編集後記を読み、澤田さん宛てに返事を書きました。挨拶など少しカットして、以下に掲載します。

 澤田編集長さま

 編集後記の最後にお書きになっていた「どれも地球に負荷のかかる火力、水力、太陽光、風力、地熱……ベストはなくてもどんな発電方式を選ぶのか。原子力は是か非か? 子孫に何を残していくのか?」について同感です。しかし、この問題はとても難しく、悩ましくあります。考えるための情報が足りない・偏っていると思うのです。

またLooopの話になりますが、発電効率の高い自然環境のために、太陽光発電が乱立する北杜市では、これまで1400基(合計で約100メガワット)が造られています。霧ヶ峰下のLooopメガソーラーは1基で89メガワットですから、いかに巨大か分かります。

「脱原発」=「再生可能エネルギー」という等式に出来上がっていて、まるで「産めよ増やせよ」(地に満ちよ)ごとくの、パワーシフトへの大合唱です。そうではない情報が、考えるために必要なはずです。

地域の人が環境を守るために反対して、中央の環境団体は推進をしている、という構図は、これまで見たことがありません。

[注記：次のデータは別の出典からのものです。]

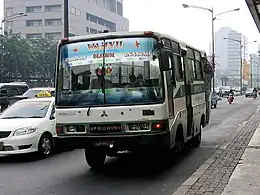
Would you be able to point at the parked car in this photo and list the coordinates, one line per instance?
(9, 91)
(28, 126)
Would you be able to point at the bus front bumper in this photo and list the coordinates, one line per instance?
(117, 142)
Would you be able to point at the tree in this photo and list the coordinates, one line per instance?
(26, 59)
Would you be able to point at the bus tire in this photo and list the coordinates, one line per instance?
(196, 140)
(95, 157)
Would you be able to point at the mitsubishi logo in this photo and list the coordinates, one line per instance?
(104, 114)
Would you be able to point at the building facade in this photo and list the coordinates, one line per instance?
(228, 53)
(45, 17)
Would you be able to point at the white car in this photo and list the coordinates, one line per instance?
(28, 126)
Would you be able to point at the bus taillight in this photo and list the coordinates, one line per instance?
(158, 126)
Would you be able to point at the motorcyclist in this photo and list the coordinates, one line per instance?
(255, 92)
(231, 92)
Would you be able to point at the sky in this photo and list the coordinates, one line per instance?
(189, 25)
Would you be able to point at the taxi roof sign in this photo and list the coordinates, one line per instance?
(43, 94)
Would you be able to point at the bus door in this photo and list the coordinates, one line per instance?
(188, 91)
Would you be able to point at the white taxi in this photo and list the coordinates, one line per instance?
(28, 126)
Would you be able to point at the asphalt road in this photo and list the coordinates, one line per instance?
(68, 174)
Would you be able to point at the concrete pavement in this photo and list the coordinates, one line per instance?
(245, 179)
(213, 176)
(67, 173)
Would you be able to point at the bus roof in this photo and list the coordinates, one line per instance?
(110, 35)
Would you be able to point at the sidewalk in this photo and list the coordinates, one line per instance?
(245, 180)
(225, 173)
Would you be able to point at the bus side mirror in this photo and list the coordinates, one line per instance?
(3, 92)
(164, 60)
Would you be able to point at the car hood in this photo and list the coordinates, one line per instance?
(13, 124)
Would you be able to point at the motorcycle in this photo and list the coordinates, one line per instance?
(230, 98)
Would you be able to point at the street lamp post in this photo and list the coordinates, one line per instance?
(241, 61)
(213, 18)
(66, 18)
(7, 18)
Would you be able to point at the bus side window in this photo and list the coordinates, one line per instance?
(178, 67)
(191, 62)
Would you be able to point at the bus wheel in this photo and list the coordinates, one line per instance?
(196, 140)
(95, 157)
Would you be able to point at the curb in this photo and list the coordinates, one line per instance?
(184, 188)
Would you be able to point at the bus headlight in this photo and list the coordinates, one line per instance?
(24, 131)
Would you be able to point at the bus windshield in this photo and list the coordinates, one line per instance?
(132, 74)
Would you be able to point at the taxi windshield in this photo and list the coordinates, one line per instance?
(31, 93)
(32, 109)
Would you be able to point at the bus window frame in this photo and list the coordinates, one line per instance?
(179, 68)
(191, 57)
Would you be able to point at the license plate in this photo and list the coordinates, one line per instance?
(102, 143)
(1, 145)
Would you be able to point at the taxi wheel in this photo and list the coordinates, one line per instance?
(45, 146)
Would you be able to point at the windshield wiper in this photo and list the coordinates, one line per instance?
(35, 117)
(101, 80)
(11, 117)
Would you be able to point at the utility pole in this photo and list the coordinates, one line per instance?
(241, 67)
(66, 18)
(213, 48)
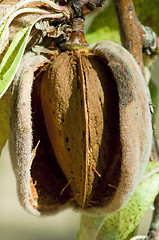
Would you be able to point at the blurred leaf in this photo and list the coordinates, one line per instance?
(148, 13)
(12, 58)
(88, 227)
(104, 26)
(119, 225)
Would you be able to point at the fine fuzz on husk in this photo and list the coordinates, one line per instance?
(80, 130)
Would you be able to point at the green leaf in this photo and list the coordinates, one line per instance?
(119, 225)
(104, 26)
(12, 59)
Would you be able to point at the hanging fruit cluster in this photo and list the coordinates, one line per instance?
(80, 122)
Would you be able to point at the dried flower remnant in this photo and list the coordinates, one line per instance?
(89, 108)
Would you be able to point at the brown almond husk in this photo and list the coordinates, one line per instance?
(90, 112)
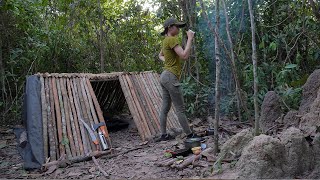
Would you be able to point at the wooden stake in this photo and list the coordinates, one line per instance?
(133, 110)
(52, 141)
(142, 103)
(87, 108)
(58, 113)
(135, 101)
(44, 119)
(85, 117)
(79, 111)
(97, 107)
(67, 109)
(74, 122)
(65, 139)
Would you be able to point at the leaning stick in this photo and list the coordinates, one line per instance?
(85, 114)
(63, 118)
(147, 109)
(58, 113)
(132, 107)
(52, 142)
(143, 119)
(44, 119)
(65, 99)
(87, 107)
(53, 118)
(75, 124)
(79, 115)
(151, 106)
(97, 106)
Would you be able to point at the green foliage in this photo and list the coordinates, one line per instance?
(196, 97)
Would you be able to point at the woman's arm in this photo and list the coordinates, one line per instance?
(184, 54)
(161, 56)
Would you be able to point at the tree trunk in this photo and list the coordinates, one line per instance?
(235, 74)
(315, 9)
(217, 84)
(255, 76)
(101, 44)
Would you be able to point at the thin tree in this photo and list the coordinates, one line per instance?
(233, 64)
(101, 44)
(255, 76)
(217, 83)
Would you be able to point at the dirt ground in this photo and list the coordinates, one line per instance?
(138, 163)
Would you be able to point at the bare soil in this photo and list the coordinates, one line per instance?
(138, 163)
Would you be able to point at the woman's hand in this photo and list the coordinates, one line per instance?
(190, 34)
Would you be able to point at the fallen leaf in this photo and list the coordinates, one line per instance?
(51, 169)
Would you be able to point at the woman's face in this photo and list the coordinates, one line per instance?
(174, 30)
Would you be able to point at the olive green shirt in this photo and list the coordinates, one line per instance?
(172, 61)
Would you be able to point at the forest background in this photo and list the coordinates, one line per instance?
(70, 36)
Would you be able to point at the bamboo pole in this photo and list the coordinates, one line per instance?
(98, 109)
(173, 118)
(66, 100)
(147, 103)
(65, 140)
(53, 118)
(143, 105)
(87, 105)
(79, 111)
(85, 113)
(135, 100)
(109, 93)
(52, 142)
(44, 119)
(158, 95)
(58, 113)
(133, 110)
(152, 102)
(74, 122)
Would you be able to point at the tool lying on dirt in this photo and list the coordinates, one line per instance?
(91, 133)
(101, 127)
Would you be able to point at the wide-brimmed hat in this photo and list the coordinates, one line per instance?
(170, 22)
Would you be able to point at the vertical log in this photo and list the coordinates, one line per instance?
(75, 123)
(53, 117)
(132, 107)
(44, 119)
(142, 103)
(158, 94)
(79, 111)
(152, 107)
(217, 82)
(136, 102)
(87, 107)
(65, 140)
(67, 112)
(85, 116)
(52, 141)
(97, 108)
(58, 113)
(255, 75)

エネルギー大量消費時代の、ねじれてしまった環境問題だと思います。花森さんの時代にはなかったはずです。

ですから、編集後記で、ご意見を寄せてくださるように呼び掛けるととも、読者のみなさんに、こういう時代の『暮しの手帖』らしい情報を、誌面を通して、ご提供してほしいのです。ぼくもそういう記事から学びたいと思います。

そのために、まずは現地からスタートしていただきたのです。澤田さんに歩いていただきたいな、と思います。ぼくが取材などで関わった場所だけでも、霧ヶ峰下、上田市真田町、佐久市望月町、北杜市などがあります。住民の方々の切実な訴えがあると同時に、歩いて気持ちのよい自然環境でもあります。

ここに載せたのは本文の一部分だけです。